The FMCSA is also looking at expanding off-site interventions to all 50 states. FMCSA has been using an off-site compliance review process since the start of CSA in 2010, but only in 9 states (CO, DE, GA, KS, MD, MN, MO, MT, and NJ). In July 2018, FMCSA quietly announced that it was expanding its CSA-driven off-site interventions to all 50 states. Off-site reviews are typically initiated when a carrier has one or two BASICs requiring investigation and can be conducted in most compliance areas with the exeption of vehicle maintenance. Also, by Agency policy, off-site reviews are not conducted on motorcoach operators.

CVSA announced its results in September of its Operation Safe Driver Week initiative that took place in July. Over 51,000 law enforcement officers made contact with than 113,000 CMV passenger vehicle drivers, and issued 57,405 citations—10,709 citations were issued to CMV drivers, and 46,696 citations were issued to passenger vehicle drivers. Speeding and failing to use seat belt were the top violations.

The CVSA had a busy September. They also announced the results from the annual International Roadcheck. More than 67,500 inspections were conducted resulting in 21.6% of CMVs being placed out-of-service, and 3.9% of drivers being placed out-of-service. This year’s emphasis was on hours of service, and less than 2% of drivers were placed out-of-service for hours of service violations.  

The CVSA also held Brake Safety Week initiative from September 16-22. The effort is intended to identify and remove CMVs with critical brake violations. Also, in what Osiecki calls an “unusal move,” they also collected rear guard data during the last week of August. The data collection effort is designed to help CVSA formulate a policy on a Congressional bill aimed at strengthening the rear impact guards on semi-trailers. 


Osiecki says there’s Drive Safe Act bill in the house and the senate and “has a little momentum.”

The Honest Operators Undertake Road Safety Act has bipartisan support. In June, representatives from Arizone and Georgia introduced a bill that would standardize the application of the Ag commodity exemption, expand and liberalize the short haul driver exemption from ELDs, reduce the burden of retaining ELD supporting documents, and allow FMCSA to skip and early rulemaking process step for a potential rulemaking on the split sleeper berth rules. Since then, no further action has been taken.

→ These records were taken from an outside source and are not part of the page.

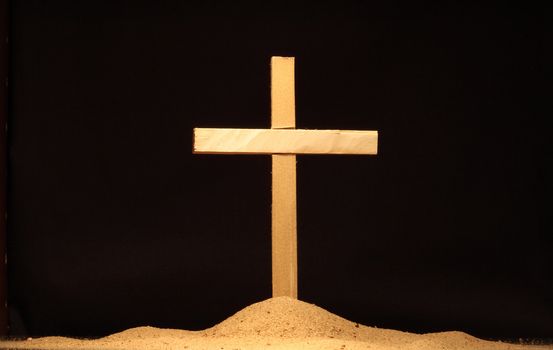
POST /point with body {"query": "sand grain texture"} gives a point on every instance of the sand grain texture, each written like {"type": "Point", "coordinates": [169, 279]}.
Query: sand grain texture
{"type": "Point", "coordinates": [277, 323]}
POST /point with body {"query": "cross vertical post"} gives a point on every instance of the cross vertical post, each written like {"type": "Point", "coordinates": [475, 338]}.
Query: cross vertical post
{"type": "Point", "coordinates": [284, 225]}
{"type": "Point", "coordinates": [283, 141]}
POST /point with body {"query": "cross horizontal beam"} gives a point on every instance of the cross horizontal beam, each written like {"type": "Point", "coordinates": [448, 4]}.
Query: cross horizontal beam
{"type": "Point", "coordinates": [284, 141]}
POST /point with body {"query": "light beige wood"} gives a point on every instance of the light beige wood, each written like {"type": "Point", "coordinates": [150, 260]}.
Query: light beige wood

Also in June, two senators introduced the Modernizing Agricultural Transportation Act to stop implementation o the ELD rules for Ag commodity and livestock haulers until a new advisory committee makes, and the USDOT acts on, hours of service and ELD related recommendations. The bill has been referred to the Commerce Committee.

The Heavy Truck, Tractor and Trailer Retail Federal Excise Tax Repeal Act is “sort of a perennial issue that hasn’t taken much action in the year and a half that it’s been around,” says Osiecki.

Rulemaking & Related Activity

The final rule for FMCSA Military licensing and state CDL reciprocity was published in late September. This final rule allows, but does not require, the state licensing agencies to waive the CLP knowledge test for persons employed by the military within the last year in a position requiring the operation of a CMV. This rule, coupled with a prior rule, allows state licensing agencies to waive both the knowledge and skills tests for CDL applicants. The rule becomes effective November 27, 2018.

The NLRB is looking to rule on Standard for Determining Joint Employer Status. The comment period runs out November 13, 2018. In this proposal, the NLRB is proposing to establish a standard for determining joint employer status under the National Labor Relations Act. Under the proposal, “an employer may be considered a joint employer of a separate employer’s employees only if the two employers share or codetermine the employees’ essential terms and conditions of employment, such as hiring, firing, discipline, supervision, and direction.”

Finally, the FMCSA’s Broker and Freight Forwarders Financial Responsibilities comment period ends November 26, 2018. In this congressionally directed rulemaking (from MAP-21), FMCSA is considering eight separate areas for addressing the increasing financial security requirements for freight brokers and forwarders.